The basic setup of an electronic echo experiment. The bat's calls are picked up by microphones (m), electronically delayed and manipulated, and returned to the bat through a speaker (s). Bats are trained to distinguish between a positive stimulus (S+) and a negative stimulus (S-). These experiments allow us to understand how bats echolocate in a cluttered environment.

Our lab uses psychophysical experiments to investigate the perceptual abilities and limits of echolocating bats. We have developed a system using electronically-generated echoes as stimuli, rather than physical objects, to test the bats' responses to different characteristics of echoes.

Bats are trained with positive reinforcement to sit on an elevated Y-shaped platform and emit echolocation sounds towards the two ends.
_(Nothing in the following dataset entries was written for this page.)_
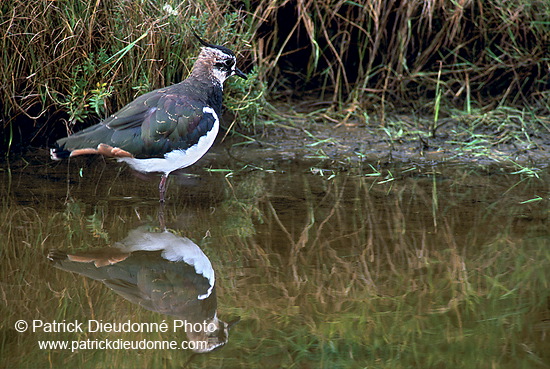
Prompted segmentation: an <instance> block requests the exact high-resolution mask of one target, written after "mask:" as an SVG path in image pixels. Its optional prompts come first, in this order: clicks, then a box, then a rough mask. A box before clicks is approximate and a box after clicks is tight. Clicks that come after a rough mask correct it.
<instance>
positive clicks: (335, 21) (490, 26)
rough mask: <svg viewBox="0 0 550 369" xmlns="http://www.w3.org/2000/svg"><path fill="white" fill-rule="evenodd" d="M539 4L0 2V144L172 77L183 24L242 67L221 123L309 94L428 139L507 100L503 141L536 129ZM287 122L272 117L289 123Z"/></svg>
mask: <svg viewBox="0 0 550 369" xmlns="http://www.w3.org/2000/svg"><path fill="white" fill-rule="evenodd" d="M549 6H550V5H549V3H548V2H545V1H543V2H530V1H525V0H514V1H491V2H483V3H480V2H468V1H460V2H456V1H433V0H430V1H426V2H415V1H405V2H403V3H399V4H394V3H391V2H383V1H368V2H354V1H344V2H342V1H335V0H323V1H306V2H300V3H297V4H294V3H292V2H291V3H288V2H268V1H245V2H241V3H238V5H237V3H231V2H229V3H227V2H218V1H213V0H200V1H198V2H194V3H189V4H188V3H181V4H180V3H173V2H170V1H169V2H165V3H162V2H157V1H153V0H146V1H127V2H124V3H119V2H109V1H107V2H96V3H90V4H88V3H86V2H82V1H80V0H71V1H68V2H62V3H58V2H43V1H39V0H32V1H30V2H29V1H26V2H25V1H21V0H16V1H11V2H2V4H1V5H0V10H1V13H2V18H1V21H0V31H1V32H0V35H1V36H0V42H1V46H2V47H1V48H0V50H1V51H0V60H1V61H2V65H3V68H2V70H1V71H0V85H1V86H2V89H1V91H2V92H1V93H0V101H2V104H1V106H0V119H1V122H2V125H3V127H4V133H5V134H4V135H3V136H4V140H3V142H2V144H3V151H9V150H10V148H12V147H14V146H20V145H23V146H26V145H29V144H31V145H36V146H41V145H45V144H48V142H47V141H48V140H49V137H50V136H54V137H57V136H61V135H62V133H66V131H73V130H78V129H80V128H82V127H84V126H86V125H89V124H92V123H96V122H97V121H99V120H100V119H101V118H103V117H104V116H105V115H107V114H110V113H112V112H114V111H116V110H117V109H118V108H120V107H121V106H123V105H124V104H126V103H128V102H129V101H131V100H132V99H133V98H135V97H136V96H137V95H139V94H141V93H143V92H146V91H150V90H152V89H154V88H158V87H161V86H165V85H169V84H172V83H176V82H179V81H180V80H181V79H182V78H184V77H185V76H186V75H187V74H188V72H189V70H190V68H191V66H192V63H193V58H194V57H195V56H196V52H197V45H196V43H195V42H194V40H193V37H192V36H191V32H192V30H193V29H195V30H197V31H198V32H199V33H200V34H201V35H202V36H203V37H204V38H205V39H208V40H209V41H211V42H214V43H218V44H224V45H227V46H229V47H231V48H233V49H234V50H236V51H237V54H238V59H239V65H240V67H241V69H244V70H245V71H247V72H250V76H251V78H249V81H248V82H245V81H240V80H239V81H231V82H230V83H229V85H228V88H227V90H226V106H227V108H228V110H230V111H232V112H233V113H234V116H233V117H230V118H229V121H227V122H226V125H227V127H228V128H229V129H230V130H235V131H240V132H245V133H246V132H251V131H254V130H255V128H256V127H257V126H258V125H259V124H261V123H263V122H266V121H268V122H269V121H271V122H273V121H275V122H278V123H279V124H280V123H282V122H281V121H280V120H281V119H280V118H281V116H282V115H285V114H287V115H288V114H290V115H293V113H294V112H293V106H294V105H297V104H298V103H299V104H302V102H303V101H308V100H309V101H311V104H310V106H309V107H307V106H306V109H307V110H309V111H310V112H311V114H310V115H309V118H311V119H313V120H316V121H318V120H322V121H325V122H331V123H335V124H336V125H338V124H352V125H357V124H359V125H368V126H378V125H385V124H387V123H388V118H389V120H390V121H391V120H392V115H393V112H395V111H396V110H399V109H405V110H407V111H409V112H410V111H414V112H415V113H417V114H419V115H421V116H427V115H428V116H429V117H431V118H432V122H431V124H430V125H429V126H428V127H421V126H414V127H408V126H406V125H404V126H403V129H405V130H409V129H411V130H413V131H414V130H418V129H426V130H428V131H431V132H432V134H435V133H436V132H437V130H438V127H440V126H441V124H444V122H445V119H448V118H449V116H451V117H456V116H459V117H460V119H461V120H464V121H467V122H474V121H476V120H478V119H482V118H483V117H484V116H485V115H486V114H491V111H492V110H494V109H497V111H499V112H503V111H504V110H506V109H511V110H513V111H518V110H519V111H523V112H524V113H525V114H522V115H521V116H520V118H521V121H520V126H521V127H519V126H514V127H513V130H511V131H510V132H511V135H512V136H517V134H518V133H520V132H522V130H523V131H524V132H529V131H534V132H541V133H543V134H547V133H548V128H549V124H548V120H547V119H546V118H545V117H546V116H548V111H549V110H550V109H549V95H548V81H547V78H546V74H545V73H546V70H547V66H548V63H549V58H548V53H547V52H545V51H546V45H547V42H548V38H549V37H550V36H549V35H550V31H549V27H548V24H549V22H550V20H549V18H548V14H550V12H549ZM282 20H284V21H282ZM389 51H391V52H389ZM319 104H321V105H319ZM289 105H291V106H290V107H289ZM274 106H277V108H274ZM320 107H321V108H320ZM281 108H282V109H283V111H282V112H281V111H278V110H281ZM312 111H314V112H312ZM292 118H293V119H289V120H285V122H284V124H286V125H290V126H297V125H298V123H297V120H296V117H292ZM428 119H430V118H428ZM483 124H485V123H483ZM512 136H511V137H512ZM515 138H516V137H514V139H515ZM526 139H527V140H528V138H526V137H523V138H522V140H526Z"/></svg>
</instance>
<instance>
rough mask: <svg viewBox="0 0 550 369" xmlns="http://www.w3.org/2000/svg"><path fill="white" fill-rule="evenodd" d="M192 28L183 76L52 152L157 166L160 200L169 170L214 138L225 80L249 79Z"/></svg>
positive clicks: (127, 107) (217, 49)
mask: <svg viewBox="0 0 550 369" xmlns="http://www.w3.org/2000/svg"><path fill="white" fill-rule="evenodd" d="M193 34H194V36H195V37H196V38H197V39H198V40H199V42H200V43H201V45H202V47H201V51H200V53H199V56H198V58H197V60H196V61H195V63H194V65H193V68H192V69H191V73H190V75H189V76H188V77H187V78H186V79H185V80H184V81H182V82H180V83H177V84H174V85H171V86H168V87H164V88H159V89H157V90H154V91H151V92H148V93H145V94H143V95H141V96H139V97H137V98H136V99H135V100H134V101H132V102H130V103H129V104H128V105H126V106H124V107H123V108H122V109H120V110H119V111H118V112H116V113H114V114H112V115H111V116H109V117H108V118H106V119H105V120H103V121H102V122H100V123H98V124H96V125H93V126H91V127H88V128H86V129H84V130H82V131H79V132H76V133H74V134H72V135H70V136H68V137H64V138H61V139H59V140H57V142H56V143H55V144H54V145H53V148H51V149H50V155H51V158H52V159H53V160H61V159H65V158H69V157H74V156H79V155H88V154H99V155H103V156H105V157H113V158H116V159H117V160H118V161H120V162H125V163H127V164H128V165H130V167H132V168H133V169H134V170H137V171H138V172H146V173H149V172H160V173H162V176H161V179H160V183H159V200H160V202H161V203H164V202H165V193H166V187H167V184H166V181H167V179H168V176H169V174H170V173H171V172H173V171H175V170H178V169H182V168H186V167H189V166H191V165H193V164H194V163H196V162H197V161H198V160H199V159H200V158H201V157H202V156H204V154H206V152H207V151H208V150H209V149H210V147H211V146H212V145H213V143H214V140H215V139H216V136H217V134H218V131H219V127H220V117H221V110H222V97H223V84H224V82H225V80H226V79H227V78H229V77H231V76H234V75H236V76H238V77H241V78H243V79H247V76H246V74H245V73H243V72H242V71H241V70H240V69H239V68H237V59H236V56H235V53H234V52H233V51H231V50H230V49H228V48H227V47H225V46H220V45H213V44H210V43H207V42H206V41H204V40H203V39H201V38H200V37H199V36H198V35H197V34H196V33H193Z"/></svg>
Their sounds are picked up by microphones located at the end of each arm, delayed electronically, filtered, and then delivered back to the bat from speakers at the ends of each arm to simulate an echo returning from an object at a certain distance. The bat is rewarded with food when it walks down the arm of the Y-platform corresponding to the positive, or rewarded, stimulus.

The use of electronically-generated echoes allows us to have more control over the stimuli the bats receive. For example, we can control the delay time, amplitude, and spectral content of the echoes. We can even manipulate the echoes in ways that would never occur naturally (for example, removing frequency bands or delaying the harmonics within a single sound differently). The bats' performance, measured in percent errors, tells us about how the bats perceive different attributes of echoes and how echo characteristics are used to determine the distance, shape and direction of a target.
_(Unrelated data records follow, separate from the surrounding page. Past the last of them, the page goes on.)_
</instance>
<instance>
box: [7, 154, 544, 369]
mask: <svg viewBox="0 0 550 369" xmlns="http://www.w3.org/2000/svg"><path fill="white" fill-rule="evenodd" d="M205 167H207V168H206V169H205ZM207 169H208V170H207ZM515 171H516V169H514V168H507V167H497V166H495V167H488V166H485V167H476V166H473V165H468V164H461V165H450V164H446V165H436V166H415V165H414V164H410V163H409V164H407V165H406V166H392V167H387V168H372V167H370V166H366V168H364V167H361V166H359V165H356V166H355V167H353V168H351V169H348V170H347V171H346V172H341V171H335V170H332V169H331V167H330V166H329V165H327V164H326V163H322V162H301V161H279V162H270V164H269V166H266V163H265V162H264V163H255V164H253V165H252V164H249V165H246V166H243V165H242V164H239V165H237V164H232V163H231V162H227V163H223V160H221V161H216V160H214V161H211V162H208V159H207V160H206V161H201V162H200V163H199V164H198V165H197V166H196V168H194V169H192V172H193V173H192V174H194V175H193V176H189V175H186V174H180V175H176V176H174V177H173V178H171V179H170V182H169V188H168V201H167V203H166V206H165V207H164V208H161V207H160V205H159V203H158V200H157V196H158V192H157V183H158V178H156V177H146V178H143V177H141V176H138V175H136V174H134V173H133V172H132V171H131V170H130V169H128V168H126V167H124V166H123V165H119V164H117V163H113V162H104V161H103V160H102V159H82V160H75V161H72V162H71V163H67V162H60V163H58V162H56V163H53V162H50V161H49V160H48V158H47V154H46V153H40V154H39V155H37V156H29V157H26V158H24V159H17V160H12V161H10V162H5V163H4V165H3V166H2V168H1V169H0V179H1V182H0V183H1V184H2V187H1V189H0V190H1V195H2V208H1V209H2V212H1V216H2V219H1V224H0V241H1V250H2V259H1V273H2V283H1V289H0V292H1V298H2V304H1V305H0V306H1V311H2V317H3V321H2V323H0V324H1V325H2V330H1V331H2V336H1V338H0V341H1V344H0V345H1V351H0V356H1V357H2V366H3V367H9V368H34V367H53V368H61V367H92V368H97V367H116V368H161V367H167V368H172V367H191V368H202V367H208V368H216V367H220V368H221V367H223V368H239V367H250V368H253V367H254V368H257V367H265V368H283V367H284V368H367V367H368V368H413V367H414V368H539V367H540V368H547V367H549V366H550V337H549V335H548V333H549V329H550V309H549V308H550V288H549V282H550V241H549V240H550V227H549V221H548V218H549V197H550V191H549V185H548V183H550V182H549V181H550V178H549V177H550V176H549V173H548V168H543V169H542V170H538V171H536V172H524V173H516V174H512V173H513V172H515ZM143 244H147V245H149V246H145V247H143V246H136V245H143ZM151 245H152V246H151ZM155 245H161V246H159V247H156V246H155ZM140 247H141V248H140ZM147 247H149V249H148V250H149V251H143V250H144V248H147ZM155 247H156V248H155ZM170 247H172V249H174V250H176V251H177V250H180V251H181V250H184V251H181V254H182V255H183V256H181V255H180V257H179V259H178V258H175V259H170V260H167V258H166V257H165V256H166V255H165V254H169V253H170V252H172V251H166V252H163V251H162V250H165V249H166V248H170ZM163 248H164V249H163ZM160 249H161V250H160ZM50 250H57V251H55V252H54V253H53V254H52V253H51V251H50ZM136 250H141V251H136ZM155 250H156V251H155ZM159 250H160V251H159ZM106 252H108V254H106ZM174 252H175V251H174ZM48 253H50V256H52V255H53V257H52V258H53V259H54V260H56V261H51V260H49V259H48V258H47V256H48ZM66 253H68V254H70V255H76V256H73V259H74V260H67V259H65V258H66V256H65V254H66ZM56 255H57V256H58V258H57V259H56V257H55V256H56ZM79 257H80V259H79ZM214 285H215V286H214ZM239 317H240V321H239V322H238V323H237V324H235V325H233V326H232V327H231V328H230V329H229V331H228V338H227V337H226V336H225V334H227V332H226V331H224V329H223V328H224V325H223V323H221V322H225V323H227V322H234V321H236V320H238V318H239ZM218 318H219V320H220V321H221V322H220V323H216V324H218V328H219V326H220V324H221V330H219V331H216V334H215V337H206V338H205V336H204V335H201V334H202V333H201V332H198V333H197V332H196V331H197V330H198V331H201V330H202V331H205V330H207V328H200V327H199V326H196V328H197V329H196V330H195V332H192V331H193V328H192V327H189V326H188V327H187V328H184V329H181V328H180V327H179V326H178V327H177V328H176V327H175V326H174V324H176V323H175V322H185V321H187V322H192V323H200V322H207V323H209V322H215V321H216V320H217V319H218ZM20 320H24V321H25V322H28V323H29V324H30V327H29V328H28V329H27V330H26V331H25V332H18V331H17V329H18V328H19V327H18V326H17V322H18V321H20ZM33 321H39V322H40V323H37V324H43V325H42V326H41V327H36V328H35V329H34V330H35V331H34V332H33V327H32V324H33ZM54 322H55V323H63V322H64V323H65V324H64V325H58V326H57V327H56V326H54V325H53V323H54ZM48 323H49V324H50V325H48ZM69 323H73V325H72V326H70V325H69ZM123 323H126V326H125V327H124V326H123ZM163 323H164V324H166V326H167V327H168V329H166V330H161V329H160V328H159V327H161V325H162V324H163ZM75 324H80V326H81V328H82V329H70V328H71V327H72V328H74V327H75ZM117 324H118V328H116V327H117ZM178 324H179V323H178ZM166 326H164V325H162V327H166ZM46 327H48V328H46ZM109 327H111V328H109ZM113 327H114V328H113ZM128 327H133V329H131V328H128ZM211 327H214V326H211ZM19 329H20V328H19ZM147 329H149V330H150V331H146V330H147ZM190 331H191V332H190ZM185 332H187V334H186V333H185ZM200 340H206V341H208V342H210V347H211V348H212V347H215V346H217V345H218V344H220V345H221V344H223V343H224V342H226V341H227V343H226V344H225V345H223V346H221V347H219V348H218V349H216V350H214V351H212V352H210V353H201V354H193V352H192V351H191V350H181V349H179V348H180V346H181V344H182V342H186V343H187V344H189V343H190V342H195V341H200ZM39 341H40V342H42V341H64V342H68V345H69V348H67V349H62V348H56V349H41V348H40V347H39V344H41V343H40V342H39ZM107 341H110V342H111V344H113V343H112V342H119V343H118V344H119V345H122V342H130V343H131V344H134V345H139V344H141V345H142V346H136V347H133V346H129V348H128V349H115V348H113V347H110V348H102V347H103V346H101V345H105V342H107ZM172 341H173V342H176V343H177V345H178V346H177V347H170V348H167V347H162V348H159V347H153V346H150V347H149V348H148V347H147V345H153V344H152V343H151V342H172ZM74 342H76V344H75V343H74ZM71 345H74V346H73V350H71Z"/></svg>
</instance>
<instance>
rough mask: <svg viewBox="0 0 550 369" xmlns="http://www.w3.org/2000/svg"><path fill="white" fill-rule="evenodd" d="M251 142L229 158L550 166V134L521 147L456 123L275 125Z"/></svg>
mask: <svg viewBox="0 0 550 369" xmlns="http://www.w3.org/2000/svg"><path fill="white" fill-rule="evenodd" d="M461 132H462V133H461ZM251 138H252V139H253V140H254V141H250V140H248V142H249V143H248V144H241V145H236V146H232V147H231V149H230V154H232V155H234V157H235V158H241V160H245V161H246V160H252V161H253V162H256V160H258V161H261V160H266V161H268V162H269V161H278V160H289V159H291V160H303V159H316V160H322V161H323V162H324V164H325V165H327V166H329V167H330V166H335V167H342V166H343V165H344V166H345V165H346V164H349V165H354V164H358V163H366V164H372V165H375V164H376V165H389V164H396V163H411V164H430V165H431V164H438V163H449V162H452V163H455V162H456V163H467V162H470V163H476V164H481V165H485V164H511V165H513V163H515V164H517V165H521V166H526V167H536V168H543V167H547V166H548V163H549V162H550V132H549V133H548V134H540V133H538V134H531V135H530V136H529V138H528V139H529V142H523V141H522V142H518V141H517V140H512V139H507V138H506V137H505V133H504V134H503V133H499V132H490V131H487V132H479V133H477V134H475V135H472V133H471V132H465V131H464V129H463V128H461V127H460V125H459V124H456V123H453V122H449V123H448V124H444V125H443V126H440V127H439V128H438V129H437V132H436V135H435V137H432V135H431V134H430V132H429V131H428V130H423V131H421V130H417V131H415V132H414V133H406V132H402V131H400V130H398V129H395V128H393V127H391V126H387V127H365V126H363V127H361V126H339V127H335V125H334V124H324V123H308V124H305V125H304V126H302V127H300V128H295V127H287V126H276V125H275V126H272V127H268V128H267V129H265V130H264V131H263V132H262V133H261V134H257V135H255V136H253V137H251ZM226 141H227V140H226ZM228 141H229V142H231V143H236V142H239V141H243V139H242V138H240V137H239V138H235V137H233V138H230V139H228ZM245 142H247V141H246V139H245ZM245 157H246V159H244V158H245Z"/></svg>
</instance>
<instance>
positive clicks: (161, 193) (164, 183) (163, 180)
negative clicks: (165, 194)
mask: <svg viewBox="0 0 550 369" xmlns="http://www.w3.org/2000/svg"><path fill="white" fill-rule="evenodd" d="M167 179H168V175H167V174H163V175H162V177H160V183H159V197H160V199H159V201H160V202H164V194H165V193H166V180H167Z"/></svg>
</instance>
Big brown bat (Apollo) performs the electronic echo task.

We're interested in learning how bats distinguish echoes from their own sounds from the sound-echo pairs of other bats (jamming avoidance) and how they detect the echoes of targets amidst competing echoes from background objects (clutter rejection). Both jamming avoidance and clutter rejection require the bat match a template of its emitted sound to a returning echo. The psychophysical experiments allow us to test how bats perceive echoes that do not match their emitted sound. We've found that bats can detect very small deviations in time-frequency structure between emitted sounds and received echoes, and that these deviations affect echo-delay acuity and masking.